Ante Rai, la antigua ciudad real —en las proximidades de la actual Teherán—, un ejército de 30 000 hombres se enfrentó a los mongoles, que lo derrotaron y se dispersó. La población de la ciudad se dividió en dos bandos: uno se ganó los favores de los mongoles e inmediatamente se lanzó sobre sus contrarios, matándolos sin piedad. Subutai entró en la fortaleza y pudo presenciar la matanza. «¿Acaso se puede uno fiar de gente que siente tal odio por sus hermanos?». Y mandó acuchillar hasta el último hombre de los que habían sido sus protegidos. De Rai, la ciudad real, sólo quedó un montón de ruinas humeantes.

Después de Hamadan, los oerlok perdieron el rastro del sha. En pequeñas patrullas, los mongoles recorrieron la región. Una de ellas tropezó con un grupo de jinetes y lo exterminó. Un caballero, sobre una magnífica montura, fue alcanzado por una flecha, pero su caballo logró salvarlo. Era el sha, que había cambiado la dirección de su camino e intentaba alcanzar el mar Caspio.

De nuevo, Subutai le siguió hasta llegar a la costa. Una vez allí, tan sólo pudo ver una vela, a lo lejos, llevándose definitivamente a Mohamed.
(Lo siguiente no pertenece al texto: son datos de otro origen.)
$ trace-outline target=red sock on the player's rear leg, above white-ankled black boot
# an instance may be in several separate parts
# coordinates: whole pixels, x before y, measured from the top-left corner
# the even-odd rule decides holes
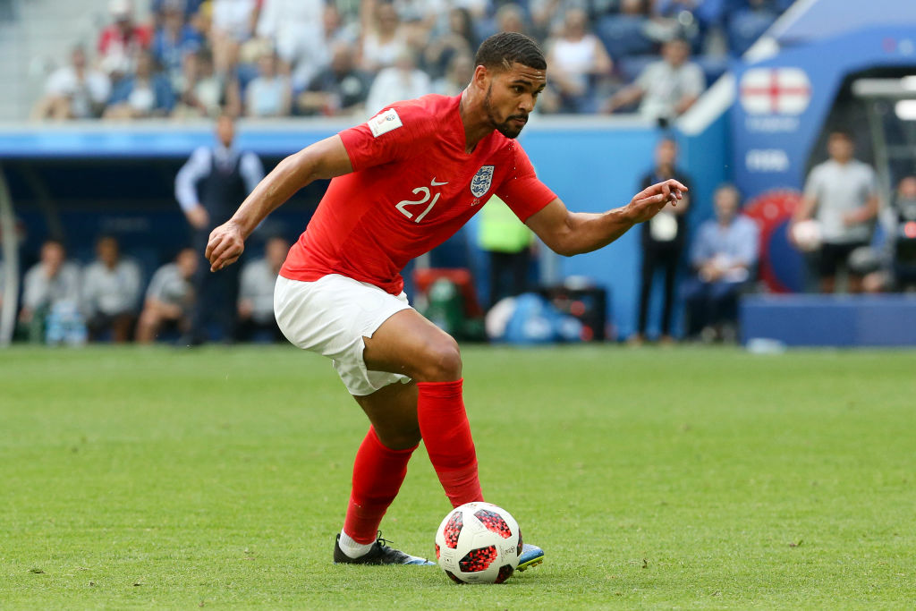
[[[346,510],[344,532],[358,543],[373,543],[378,525],[391,502],[398,496],[407,475],[410,454],[417,449],[392,450],[378,440],[369,427],[356,453],[353,465],[353,488]]]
En la soledad de una de las pequeñas islas deshabitadas del mar Caspio murió Alá-ed-Din Mohamed (uno de los mayores conquistadores y de los príncipes más poderosos de su tiempo) destrozado, desesperado y en tal situación de pobreza que ni siquiera le pudieron comprar un sudario y lo tuvieron que enterrar con sus propias vestiduras, hechas lirones.
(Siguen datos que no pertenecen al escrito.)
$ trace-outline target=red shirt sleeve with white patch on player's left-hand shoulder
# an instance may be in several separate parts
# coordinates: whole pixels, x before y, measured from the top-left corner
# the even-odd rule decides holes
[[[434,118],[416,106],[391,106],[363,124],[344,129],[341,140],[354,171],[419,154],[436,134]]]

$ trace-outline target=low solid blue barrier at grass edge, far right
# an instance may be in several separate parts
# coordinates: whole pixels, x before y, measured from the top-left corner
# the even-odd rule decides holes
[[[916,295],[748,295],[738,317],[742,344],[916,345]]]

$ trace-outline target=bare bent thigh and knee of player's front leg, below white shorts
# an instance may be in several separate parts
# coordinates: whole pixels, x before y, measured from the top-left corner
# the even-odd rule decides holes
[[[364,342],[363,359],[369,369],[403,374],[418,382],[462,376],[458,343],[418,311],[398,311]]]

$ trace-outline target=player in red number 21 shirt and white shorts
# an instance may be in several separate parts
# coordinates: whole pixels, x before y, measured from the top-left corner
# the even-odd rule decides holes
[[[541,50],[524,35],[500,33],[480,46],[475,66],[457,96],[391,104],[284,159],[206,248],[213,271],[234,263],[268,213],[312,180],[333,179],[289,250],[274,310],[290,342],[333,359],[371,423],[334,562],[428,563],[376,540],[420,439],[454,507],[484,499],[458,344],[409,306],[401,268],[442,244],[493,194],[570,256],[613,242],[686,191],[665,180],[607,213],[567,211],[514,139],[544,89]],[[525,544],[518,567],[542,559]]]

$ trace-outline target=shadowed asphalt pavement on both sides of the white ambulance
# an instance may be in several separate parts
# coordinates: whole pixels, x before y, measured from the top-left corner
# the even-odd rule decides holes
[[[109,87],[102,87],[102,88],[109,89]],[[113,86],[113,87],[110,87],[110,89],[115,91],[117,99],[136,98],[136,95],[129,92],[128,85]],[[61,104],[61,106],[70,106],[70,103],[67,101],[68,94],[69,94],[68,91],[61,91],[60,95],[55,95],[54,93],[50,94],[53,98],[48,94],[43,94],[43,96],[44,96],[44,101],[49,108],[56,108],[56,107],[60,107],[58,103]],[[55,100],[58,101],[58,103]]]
Subutai, que ignoraba el trágico destino de Mohamed, envió inmediatamente un «flecha» a Gengis Kan, con un informe exacto y la noticia de que el sha había desaparecido hacia el norte. Mientras esperaba una respuesta, concedió un descanso a sus hombres y caballos, dejando acampar a los mongoles, durante el invierno, a orillas del mar Caspio.

La noticia de las tropas de Subutai y Dschebe, de su persecución contra el sha de Choresm y de sus incursiones por la región, durante el invierno, llegó a oídos de los cruzados en Damieta, que les llenó de alegría. Esto, unido a la leyenda del preste Juan y a la embajada del califa y del patriarca de Bagdad a Gengis, incitó al obispo Jacobo de Vitry, durante la primavera del año siguiente, a enviar una farragosa epístola al Papa y a los príncipes europeos, en la que informaba de que los enemigos del sha islámico se convertían en paladines cristianos: Gengis Kan, en el rey David, y la desviación de los mongoles hacia el norte, hacia el mar Caspio, en el deseo de guardarse las espaldas antes de emprender la conquista de Jerusalén.